While there is nothing stopping insurance companies from offering discount on premium by seeking IRDAI approval as part of File & Use for e-insurance policies even without any explicit regulatory guidelines, it may not be practically feasible for companies to do so, says V Viswanand, Senior Director and COO, Max Life Insurance. “Going electronic is not resulting in any actual savings for companies, right now. The cost we incur on servicing is mainly on account of the reminder calls made to policyholders for renewal of premiums and customer-initiated servicing aspects. We will have to continue doing this, irrespective of whether the policy is in demat or physical form,” he points out.
By issuing e-insurance, companies can save the expenses spent on printing the policy document, but are still required to send a single page confirmation in physical form to policyholders. This does not add up enough for companies to offer lower premiums across the lifetime of the policy, he adds.
Currently, regulation allows repositories to offer services like updating of addresses and issuing fund statements. But servicing the policy is still done by the insurance company. Until all policies are converted into e-policies, insurance companies may incur a double cost — fees paid to repositories for maintaining the e-policies and money spent on issuing regular policies.
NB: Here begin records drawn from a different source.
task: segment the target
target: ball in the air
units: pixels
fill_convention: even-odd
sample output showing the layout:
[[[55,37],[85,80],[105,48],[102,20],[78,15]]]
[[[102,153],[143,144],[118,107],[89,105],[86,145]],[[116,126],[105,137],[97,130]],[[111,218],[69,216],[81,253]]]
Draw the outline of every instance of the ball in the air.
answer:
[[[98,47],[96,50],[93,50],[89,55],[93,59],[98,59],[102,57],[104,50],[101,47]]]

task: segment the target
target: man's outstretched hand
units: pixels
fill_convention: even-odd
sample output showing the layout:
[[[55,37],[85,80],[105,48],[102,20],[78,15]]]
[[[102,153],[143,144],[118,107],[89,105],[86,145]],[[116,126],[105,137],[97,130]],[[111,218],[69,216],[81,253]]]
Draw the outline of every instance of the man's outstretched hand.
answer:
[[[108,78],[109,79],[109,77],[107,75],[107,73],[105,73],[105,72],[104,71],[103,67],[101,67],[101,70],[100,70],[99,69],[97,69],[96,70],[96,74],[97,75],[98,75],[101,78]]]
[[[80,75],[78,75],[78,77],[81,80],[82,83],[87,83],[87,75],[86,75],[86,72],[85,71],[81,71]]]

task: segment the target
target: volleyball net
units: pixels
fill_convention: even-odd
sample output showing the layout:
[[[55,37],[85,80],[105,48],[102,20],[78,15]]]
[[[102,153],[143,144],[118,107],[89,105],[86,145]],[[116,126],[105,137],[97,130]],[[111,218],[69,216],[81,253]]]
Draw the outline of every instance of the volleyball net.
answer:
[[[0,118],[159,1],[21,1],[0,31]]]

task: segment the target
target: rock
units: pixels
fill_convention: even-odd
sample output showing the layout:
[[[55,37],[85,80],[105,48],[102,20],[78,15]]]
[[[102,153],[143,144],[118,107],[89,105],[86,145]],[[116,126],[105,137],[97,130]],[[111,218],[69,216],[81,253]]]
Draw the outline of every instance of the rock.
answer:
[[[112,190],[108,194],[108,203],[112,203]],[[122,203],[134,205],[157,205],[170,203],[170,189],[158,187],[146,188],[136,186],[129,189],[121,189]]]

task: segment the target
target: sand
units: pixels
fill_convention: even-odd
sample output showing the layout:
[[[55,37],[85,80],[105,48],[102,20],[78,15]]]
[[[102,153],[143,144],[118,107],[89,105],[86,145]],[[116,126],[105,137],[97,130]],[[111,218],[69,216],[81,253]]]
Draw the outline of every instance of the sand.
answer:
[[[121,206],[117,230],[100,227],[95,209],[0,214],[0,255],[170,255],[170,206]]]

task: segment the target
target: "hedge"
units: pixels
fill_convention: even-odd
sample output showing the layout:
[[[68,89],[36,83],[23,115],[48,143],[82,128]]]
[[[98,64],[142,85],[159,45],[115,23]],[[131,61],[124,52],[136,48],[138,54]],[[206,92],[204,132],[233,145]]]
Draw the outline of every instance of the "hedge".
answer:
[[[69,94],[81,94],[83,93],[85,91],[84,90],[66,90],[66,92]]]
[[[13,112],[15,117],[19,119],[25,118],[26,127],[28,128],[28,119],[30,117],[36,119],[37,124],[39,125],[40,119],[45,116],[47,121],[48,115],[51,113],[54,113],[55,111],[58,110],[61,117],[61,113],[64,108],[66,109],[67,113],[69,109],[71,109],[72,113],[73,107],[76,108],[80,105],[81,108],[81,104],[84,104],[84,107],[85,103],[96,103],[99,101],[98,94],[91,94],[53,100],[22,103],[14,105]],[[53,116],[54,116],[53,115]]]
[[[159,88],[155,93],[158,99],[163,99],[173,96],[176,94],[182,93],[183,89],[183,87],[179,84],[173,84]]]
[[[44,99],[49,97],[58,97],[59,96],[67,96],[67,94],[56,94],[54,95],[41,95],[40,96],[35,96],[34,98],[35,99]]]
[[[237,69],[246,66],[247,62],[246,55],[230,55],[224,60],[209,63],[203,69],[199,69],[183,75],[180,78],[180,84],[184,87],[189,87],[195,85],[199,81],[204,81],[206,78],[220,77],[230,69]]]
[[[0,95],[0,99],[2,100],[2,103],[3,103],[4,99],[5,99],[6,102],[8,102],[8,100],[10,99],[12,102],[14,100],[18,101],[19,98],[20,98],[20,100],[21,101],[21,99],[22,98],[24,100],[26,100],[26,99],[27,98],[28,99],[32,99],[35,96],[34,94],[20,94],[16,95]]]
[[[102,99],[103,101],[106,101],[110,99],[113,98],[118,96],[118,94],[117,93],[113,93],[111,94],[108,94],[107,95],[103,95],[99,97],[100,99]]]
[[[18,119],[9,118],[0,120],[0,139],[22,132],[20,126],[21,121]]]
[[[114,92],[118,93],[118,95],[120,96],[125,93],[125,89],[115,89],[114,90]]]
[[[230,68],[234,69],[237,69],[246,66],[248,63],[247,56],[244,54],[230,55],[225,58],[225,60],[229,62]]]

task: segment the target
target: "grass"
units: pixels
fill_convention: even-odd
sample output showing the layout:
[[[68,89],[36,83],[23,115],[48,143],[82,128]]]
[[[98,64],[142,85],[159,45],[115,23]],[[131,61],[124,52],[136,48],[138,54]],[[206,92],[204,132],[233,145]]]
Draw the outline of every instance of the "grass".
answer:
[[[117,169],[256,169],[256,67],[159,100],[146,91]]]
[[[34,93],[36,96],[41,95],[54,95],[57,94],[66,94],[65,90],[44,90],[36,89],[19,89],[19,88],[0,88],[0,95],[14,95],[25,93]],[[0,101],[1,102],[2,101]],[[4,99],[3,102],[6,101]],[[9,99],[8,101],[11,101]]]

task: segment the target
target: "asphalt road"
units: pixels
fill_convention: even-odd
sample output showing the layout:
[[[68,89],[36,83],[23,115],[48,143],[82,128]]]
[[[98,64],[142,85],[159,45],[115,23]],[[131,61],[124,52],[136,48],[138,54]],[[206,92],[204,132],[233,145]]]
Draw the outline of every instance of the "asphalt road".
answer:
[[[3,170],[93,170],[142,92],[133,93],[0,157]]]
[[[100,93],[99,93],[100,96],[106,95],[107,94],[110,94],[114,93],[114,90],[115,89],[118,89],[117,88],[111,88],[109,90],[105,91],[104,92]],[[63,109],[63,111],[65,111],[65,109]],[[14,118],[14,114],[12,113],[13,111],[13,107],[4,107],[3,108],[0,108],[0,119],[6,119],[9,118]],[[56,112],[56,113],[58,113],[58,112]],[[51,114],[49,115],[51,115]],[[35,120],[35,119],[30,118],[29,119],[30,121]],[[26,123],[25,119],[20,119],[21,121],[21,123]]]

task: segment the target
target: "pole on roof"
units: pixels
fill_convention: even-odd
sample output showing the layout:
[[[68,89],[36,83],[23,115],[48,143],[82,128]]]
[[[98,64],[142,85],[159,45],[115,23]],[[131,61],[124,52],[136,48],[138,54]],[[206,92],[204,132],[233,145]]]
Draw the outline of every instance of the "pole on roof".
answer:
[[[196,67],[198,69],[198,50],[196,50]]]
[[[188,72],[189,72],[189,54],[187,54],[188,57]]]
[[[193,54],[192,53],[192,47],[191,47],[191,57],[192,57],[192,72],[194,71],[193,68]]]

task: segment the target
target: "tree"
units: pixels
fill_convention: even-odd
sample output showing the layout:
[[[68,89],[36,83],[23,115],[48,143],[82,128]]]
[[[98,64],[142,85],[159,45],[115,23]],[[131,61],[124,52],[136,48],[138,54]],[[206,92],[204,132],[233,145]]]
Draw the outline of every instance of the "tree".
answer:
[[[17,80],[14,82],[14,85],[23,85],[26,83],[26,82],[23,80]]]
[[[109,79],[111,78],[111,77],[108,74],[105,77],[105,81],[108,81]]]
According to a senior official from another private life insurance company, the discount on account of demat may work out to only Rs 100-150 per policy and it needs to be seen if buyers feel that is worth the trouble of converting the policies into electronic form. “The real discount we can offer on premiums is only in case where the policies are bought directly from the company, because we save on the agents’ commissions,’’ he says.
Even making demat compulsory will leave only to a moderate saving in costs. But even that is rather difficult to implement at lower market segments, since only a minority are electronically savvy policyholders. “In fact two-thirds of our customers have no email ids to provide us,” Viswanand adds.
One option could be to make demat mandatory for policies of a certain size, for instance, if premiums are above Rs 50,000 or Rs 1 lakh.
IRDAI launched a pilot project on e-insurance policies in June last year, where it was made mandatory for insurance companies to convert a minimum of 1,000 or 5 per cent of the total individual policies issued into demat form. But the cumbersome paper-based documentation required to convert policies into demat or even to issue e-insurance policies was a big hurdle.
“The single form for all insurance repositories and electronic consent made applicable for conversion to e-insurance is a welcome step. However, until annual maintenance fee charged by insurance repositories drops further and/or they take on additional policy servicing aspects as well, demat of insurance policies is unlikely to take off in a big way,” Viswanand adds.
Often, in case of offline policies, it is the agent who discourages buyers from choosing the demat option for fear of losing customers.
“Demat of policies makes it easier to track the policy and ensure that it reaches the buyer. But currently distribution is a challenge,” says an insurance company official.